"The durability of your volume depends both on the size of your volume and the p...

bestes · on Aug 21, 2008

I'm really impressed they even acknowledge the possibility of failures instead of just touting all availability and reliability stats.

Also, 10 times more reliable than a hard drive is pretty good. For me, the takeaway is that I should treat this as a hard drive and NOT as a magical solution that allows me to ignore everything I have learned about systems administration.

Babysitting servers at 2AM really drives home lessons for me and the urge to simply declare those problems moot is strong--but would be a mistake.

river_styx · on Aug 21, 2008

I don't see how this is different from the risks associated with any other storage service. Just be sure to have a proper backup strategy/maintenance plan.

khangtoh · on Aug 21, 2008

why is this unacceptable? you do realized that there is no 0% failure storage in existence

mdasen · on Aug 22, 2008

It's unacceptable to the poster because they don't want to have to deal with the realities of computing infrastructure. They want a turn-key, no-hassle, no-think solution.

Which is fine to want.

The EBS failure rate is 0.1-0.5% annually. That's awesome. At 0.1%, the disk is likely (mean time to failure) to fail in 500 years on average. At 0.5%, it is likely to fail in 100 years on average. At either point, I'm more than comfortable. I can snapshot the drive daily/weekly/monthly and when you combine the snapshots as a backup with the likelyhood of failure in any given year being so low, I can rest easy.

Compare that with commercial drives which are likely to fail in a decade give or take. . . Well, I know where I'd rather have my data.

Getting back to the original poster, (s)he wants a system that takes care of the snapshots without intervention. So, package up EBS along with auto-snapshotting with an SLA saying that you won't loose more than a day of data and you have a business. You charge a premium because unlike EBS, you're reliable. All the while, you are just EBS with S3 - something that the individual could do themselves. EBS is unlikely to ever fail for your clients since I'm guessing no one is going to have a client for 100 years and even if that happens, you just restore one of the daily snapshots. Nice! You've lived up to your SLA while getting paid!

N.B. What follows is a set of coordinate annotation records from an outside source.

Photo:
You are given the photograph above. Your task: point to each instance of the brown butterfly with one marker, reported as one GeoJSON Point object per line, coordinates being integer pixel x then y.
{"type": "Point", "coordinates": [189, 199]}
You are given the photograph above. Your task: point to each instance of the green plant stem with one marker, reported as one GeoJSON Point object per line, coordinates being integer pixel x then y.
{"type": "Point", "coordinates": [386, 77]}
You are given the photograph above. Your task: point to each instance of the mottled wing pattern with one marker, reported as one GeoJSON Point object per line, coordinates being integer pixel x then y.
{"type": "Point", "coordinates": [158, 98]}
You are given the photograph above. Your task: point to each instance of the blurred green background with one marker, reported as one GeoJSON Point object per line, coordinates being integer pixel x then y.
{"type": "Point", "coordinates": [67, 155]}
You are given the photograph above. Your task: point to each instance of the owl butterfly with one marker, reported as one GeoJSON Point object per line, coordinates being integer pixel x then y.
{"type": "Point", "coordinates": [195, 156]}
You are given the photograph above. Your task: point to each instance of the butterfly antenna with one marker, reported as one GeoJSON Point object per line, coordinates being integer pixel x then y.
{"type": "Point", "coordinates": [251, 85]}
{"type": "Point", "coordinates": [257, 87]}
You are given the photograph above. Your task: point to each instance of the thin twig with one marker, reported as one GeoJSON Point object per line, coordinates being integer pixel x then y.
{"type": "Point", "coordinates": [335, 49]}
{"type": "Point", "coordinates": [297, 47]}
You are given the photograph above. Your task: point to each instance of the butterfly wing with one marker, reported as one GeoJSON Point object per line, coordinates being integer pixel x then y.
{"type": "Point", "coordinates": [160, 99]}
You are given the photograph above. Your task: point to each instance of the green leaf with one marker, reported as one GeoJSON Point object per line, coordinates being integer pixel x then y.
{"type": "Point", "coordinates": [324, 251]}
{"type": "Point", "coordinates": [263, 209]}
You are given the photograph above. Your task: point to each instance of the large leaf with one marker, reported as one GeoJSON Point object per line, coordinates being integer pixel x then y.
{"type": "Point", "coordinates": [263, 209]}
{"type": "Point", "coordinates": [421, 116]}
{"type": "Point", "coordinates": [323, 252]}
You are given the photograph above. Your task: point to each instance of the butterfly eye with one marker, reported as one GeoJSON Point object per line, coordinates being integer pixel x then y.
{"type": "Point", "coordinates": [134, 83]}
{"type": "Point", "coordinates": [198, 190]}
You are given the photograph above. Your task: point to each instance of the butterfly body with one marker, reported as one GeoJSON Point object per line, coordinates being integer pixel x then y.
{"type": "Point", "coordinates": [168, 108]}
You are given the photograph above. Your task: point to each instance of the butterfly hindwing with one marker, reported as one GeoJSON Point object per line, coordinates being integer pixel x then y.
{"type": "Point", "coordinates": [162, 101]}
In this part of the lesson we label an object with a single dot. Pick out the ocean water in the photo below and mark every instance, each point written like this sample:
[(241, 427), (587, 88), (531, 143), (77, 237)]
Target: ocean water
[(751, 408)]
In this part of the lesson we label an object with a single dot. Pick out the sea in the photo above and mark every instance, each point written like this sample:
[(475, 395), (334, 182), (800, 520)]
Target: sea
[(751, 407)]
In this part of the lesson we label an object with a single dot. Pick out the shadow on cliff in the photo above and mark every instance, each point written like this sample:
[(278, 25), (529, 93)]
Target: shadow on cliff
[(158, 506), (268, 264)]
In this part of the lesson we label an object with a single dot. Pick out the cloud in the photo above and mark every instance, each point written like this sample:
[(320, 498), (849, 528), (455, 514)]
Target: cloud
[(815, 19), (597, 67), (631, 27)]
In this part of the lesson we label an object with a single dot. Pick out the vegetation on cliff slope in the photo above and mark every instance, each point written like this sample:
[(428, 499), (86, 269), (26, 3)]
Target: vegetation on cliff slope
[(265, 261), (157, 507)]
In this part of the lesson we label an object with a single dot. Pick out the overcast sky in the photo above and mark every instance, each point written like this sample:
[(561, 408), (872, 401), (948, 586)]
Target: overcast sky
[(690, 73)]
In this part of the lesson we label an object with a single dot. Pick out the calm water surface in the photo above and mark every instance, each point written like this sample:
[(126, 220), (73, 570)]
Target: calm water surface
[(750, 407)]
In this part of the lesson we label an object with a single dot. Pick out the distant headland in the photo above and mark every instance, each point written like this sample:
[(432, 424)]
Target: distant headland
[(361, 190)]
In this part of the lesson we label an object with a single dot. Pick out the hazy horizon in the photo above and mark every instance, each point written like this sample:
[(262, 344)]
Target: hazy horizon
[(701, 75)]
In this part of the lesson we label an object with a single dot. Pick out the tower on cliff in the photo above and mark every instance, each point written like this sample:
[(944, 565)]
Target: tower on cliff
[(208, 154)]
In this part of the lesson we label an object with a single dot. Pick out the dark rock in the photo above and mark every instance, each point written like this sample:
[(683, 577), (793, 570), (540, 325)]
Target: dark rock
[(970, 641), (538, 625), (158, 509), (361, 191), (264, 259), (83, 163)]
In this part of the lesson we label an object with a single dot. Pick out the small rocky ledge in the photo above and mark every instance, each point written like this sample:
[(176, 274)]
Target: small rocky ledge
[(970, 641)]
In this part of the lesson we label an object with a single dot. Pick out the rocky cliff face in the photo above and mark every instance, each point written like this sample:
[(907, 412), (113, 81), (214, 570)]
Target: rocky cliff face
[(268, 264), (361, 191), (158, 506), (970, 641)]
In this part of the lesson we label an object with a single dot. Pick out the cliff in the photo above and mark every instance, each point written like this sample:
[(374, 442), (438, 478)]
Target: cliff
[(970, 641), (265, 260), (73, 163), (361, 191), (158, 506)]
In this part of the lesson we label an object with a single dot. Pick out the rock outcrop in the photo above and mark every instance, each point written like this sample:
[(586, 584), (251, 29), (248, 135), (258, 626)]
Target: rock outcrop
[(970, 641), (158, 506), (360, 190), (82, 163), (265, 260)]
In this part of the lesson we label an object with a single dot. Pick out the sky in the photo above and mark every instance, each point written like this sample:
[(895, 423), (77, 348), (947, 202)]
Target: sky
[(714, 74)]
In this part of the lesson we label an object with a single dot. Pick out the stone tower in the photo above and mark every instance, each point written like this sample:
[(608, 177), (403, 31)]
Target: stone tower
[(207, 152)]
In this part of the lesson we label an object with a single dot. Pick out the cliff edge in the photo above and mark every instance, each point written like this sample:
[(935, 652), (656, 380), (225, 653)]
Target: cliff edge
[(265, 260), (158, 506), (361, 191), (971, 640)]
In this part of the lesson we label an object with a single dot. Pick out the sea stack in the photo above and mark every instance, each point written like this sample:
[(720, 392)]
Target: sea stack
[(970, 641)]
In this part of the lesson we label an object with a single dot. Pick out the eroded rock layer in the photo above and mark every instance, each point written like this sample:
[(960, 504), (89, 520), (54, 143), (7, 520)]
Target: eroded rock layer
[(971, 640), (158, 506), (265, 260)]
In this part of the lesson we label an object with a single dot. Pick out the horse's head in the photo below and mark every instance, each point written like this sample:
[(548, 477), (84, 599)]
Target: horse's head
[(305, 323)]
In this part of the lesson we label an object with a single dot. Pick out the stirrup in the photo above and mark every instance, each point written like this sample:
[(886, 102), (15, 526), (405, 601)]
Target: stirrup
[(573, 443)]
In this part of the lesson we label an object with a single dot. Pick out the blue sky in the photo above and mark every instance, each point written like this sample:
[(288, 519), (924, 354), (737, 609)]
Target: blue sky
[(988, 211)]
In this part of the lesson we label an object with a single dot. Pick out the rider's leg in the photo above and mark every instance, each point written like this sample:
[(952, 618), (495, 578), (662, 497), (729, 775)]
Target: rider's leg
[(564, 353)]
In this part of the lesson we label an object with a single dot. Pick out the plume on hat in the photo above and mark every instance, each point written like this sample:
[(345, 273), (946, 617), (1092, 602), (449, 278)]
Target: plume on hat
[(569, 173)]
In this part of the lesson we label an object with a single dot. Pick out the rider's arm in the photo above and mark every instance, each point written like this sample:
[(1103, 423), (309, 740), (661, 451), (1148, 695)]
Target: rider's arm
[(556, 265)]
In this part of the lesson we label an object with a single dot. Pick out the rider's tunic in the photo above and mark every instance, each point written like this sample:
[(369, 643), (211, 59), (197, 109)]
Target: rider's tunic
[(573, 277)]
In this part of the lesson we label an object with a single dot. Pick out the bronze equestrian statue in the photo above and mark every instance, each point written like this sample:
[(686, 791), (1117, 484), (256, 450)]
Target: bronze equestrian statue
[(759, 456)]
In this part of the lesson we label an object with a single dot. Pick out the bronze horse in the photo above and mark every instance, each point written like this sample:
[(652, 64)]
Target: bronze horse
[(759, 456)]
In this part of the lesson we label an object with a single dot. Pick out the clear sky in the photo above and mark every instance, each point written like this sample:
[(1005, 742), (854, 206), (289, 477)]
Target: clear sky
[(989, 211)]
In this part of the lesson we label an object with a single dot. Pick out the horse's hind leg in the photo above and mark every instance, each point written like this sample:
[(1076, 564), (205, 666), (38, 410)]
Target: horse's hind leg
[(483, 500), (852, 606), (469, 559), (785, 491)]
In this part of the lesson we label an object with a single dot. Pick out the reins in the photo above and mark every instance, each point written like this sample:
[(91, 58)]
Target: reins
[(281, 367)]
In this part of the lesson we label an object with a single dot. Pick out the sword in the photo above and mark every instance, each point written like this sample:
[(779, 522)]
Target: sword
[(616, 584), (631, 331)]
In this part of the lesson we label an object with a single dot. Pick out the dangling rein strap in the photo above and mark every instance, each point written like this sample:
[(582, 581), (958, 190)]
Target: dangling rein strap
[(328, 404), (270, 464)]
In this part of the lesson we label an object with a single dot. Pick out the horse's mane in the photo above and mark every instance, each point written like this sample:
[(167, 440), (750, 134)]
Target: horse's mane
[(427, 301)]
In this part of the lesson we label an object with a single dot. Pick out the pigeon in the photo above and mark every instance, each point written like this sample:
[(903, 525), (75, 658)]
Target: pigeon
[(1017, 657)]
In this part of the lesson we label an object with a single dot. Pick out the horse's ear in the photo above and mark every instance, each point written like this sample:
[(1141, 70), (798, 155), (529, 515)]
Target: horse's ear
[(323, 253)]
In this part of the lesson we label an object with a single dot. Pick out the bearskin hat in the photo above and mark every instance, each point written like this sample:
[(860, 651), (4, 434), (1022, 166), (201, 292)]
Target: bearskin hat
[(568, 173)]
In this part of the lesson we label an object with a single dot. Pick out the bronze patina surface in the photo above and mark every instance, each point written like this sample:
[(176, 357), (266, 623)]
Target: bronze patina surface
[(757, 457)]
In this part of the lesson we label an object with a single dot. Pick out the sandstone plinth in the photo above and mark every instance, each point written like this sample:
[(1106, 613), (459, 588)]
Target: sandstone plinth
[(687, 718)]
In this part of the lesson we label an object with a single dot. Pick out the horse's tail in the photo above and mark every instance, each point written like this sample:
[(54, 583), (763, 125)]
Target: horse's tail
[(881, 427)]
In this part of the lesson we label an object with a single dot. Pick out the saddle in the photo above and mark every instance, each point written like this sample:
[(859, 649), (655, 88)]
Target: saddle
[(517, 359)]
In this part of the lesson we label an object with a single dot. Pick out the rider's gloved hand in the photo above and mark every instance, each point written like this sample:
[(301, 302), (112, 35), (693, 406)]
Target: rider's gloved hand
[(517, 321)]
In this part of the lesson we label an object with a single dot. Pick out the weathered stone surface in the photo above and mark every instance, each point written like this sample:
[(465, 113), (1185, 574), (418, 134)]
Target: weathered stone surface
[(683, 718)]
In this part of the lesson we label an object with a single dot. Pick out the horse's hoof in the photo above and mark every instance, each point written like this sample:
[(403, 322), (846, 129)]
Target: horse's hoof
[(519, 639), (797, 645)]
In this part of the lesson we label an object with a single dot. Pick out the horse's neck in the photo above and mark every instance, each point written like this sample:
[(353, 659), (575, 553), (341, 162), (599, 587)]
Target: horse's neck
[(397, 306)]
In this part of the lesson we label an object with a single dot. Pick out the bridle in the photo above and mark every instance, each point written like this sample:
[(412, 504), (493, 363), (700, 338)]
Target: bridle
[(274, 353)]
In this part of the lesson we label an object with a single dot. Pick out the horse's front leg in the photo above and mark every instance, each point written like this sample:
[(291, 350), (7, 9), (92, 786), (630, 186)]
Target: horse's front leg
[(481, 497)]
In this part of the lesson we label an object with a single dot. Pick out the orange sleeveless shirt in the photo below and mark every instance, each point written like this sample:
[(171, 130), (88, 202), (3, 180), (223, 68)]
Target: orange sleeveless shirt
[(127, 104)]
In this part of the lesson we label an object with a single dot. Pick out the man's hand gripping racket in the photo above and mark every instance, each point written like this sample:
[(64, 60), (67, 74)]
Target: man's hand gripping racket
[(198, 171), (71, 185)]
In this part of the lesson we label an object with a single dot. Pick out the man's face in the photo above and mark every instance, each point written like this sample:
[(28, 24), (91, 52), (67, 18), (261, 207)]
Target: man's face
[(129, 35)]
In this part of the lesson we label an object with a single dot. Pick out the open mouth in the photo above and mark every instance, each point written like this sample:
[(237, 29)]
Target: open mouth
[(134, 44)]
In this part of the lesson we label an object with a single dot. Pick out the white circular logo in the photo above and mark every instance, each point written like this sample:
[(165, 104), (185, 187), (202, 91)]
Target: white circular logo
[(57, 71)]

Think about it, the backups aren't where the cost is. 1000 PUT requests with 4MB chunks means 4GB is backed up for a penny there in terms of the number of requests. Data transfer from EC2 to S3 is free. So, those aren't the costs. As long as you can consolidate the delta backups so you aren't storing a version for every day since inception, I don't see why this service couldn't be offered for 2x the cost of EBS.

patrickg-zill · on Aug 21, 2008

I realize there is no 0% failure, 100% guaranteed storage.

However, saying "yep, your storage space is now dead and you have lost all your files stored there" is not something I feel comfortable with. Why not offer something more resilient?

Tichy · on Aug 21, 2008

Because it would get more expensive?

Probably you could combine several of these "drives" for more resilience?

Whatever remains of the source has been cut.